Stratton tugged at the door’s frosty hinges a little more, opening it enough for him to squeeze through. He knocked away a sheet of ice that had formed down one side of the door frame and stepped out onto a ledge above the linkage, the wind zipping in and out of the gap between the carriages. He felt the wind chill sharply mask his face. The ground tore along below, the shiny rails dividing the frozen gravel between the sleepers. He grabbed hold of a long horizontal bar fixed to the carriage near the door for that purpose and stepped across the coupling to plant a foot on the small platform outside the connecting carriage’s door. He pulled the door to in order to give himself some privacy, at the same time wondering how on earth the ladies managed it.
It was a pleasant enough moment - the relief of emptying his bladder combined with the circumstances and a spectacular view.
When he was finished Stratton nudged the door to open it again. But it wouldn’t budge. A firmer push moved it in a few inches but it immediately slid back as if it had become springloaded.
Stratton gave it a harder shove and this time it wedged open but a man suddenly moved into the gap. It was the older of the thuggish-looking pair.
He shouted something in Russian but Stratton didn’t know the language well enough to understand him. The man repeated himself, this time gesticulating with a hand. He wanted money. But there were no guarantees that he would let Stratton back in once the exchange had been made. In fact, that was the ideal strategy.
Stratton inspected the door to the other carriage and tried to pull down the handle but it was stuck fast. The Russian said something else in a slightly louder tone, sounding angry and frustrated. He shook his open hand and held it out further in order to emphasise his demand.

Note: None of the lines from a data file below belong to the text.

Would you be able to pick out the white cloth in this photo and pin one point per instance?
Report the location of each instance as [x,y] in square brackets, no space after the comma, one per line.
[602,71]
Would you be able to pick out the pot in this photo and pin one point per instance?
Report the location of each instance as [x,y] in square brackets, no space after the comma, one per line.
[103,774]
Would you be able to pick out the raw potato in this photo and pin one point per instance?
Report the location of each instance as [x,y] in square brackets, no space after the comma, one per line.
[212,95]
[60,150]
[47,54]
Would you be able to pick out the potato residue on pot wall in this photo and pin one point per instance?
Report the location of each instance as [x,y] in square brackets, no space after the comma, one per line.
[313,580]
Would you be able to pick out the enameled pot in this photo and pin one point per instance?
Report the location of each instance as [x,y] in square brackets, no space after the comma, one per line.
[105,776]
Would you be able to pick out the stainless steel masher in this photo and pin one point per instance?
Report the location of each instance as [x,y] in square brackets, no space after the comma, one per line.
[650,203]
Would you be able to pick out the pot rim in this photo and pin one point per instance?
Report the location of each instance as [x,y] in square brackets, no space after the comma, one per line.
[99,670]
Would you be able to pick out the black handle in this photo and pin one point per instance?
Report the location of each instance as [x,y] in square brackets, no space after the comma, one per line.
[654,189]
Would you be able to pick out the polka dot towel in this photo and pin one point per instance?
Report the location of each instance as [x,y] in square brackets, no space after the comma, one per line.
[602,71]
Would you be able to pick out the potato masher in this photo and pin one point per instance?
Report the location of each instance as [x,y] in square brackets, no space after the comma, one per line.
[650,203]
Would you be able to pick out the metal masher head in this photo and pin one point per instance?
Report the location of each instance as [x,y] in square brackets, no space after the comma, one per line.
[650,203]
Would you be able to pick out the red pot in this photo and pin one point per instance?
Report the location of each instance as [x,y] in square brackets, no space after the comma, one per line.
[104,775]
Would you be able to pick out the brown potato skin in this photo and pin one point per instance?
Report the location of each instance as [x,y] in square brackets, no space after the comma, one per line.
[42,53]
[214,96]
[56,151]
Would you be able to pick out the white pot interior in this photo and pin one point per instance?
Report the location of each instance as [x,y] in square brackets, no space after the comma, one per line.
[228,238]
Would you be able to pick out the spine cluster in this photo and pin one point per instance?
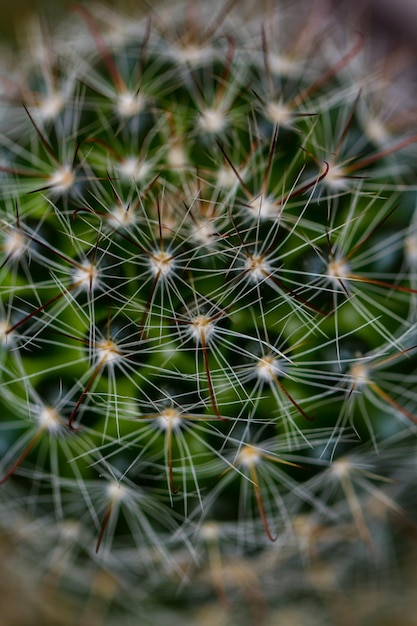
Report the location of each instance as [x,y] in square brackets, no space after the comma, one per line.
[208,300]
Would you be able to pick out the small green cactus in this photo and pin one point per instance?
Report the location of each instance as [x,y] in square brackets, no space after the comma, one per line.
[208,312]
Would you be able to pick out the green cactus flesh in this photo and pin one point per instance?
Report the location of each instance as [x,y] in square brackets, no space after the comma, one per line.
[208,301]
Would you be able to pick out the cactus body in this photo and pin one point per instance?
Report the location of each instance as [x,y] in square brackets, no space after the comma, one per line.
[208,309]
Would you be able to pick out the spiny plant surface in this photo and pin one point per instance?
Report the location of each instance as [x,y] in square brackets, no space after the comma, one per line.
[208,307]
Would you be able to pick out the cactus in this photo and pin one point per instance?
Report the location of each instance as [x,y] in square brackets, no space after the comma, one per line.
[208,314]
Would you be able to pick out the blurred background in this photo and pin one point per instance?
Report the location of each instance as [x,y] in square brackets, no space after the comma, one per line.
[395,20]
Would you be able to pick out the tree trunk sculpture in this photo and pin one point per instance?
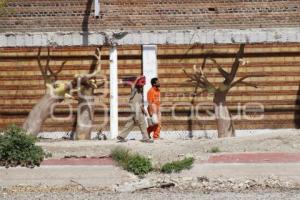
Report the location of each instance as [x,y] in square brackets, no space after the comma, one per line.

Stratton would have gone a long way to avoid any kind of conflict, even paying the man had he believed he would let him return to his seat. A low profile was an obvious essential to the task. But in the middle of this freezing wilderness he couldn’t risk getting stuck outside. Mansfield was unlikely to investigate before it was far too late. He had to do something decisive.
Stuff it, he decided. He reached into a pocket, pulled out a few notes and put the flapping money into the man’s hand. As the Russian took the cash, Stratton twisted his wrist, at the same time kicking the door open as he yanked the man out.
The Russian thug landed on the coupling, immediately lost his balance, and with a look of terror on his face fell back and disappeared into the slipstream.
Stratton surprised himself by the ease with which he’d launched the man. It hadn’t been his intention. He looked inside the carriage in preparation for an assault from the accomplice. But the younger man stood stock-still in the doorway, eyes wide at the speed with which his comrade had been dispatched. He backed away, turned around sharply and returned to his seat.
Stratton pulled himself back into the carriage and closed the door, immediately shutting out the howling, freezing wind and the noisier clattering of metal wheels on rails.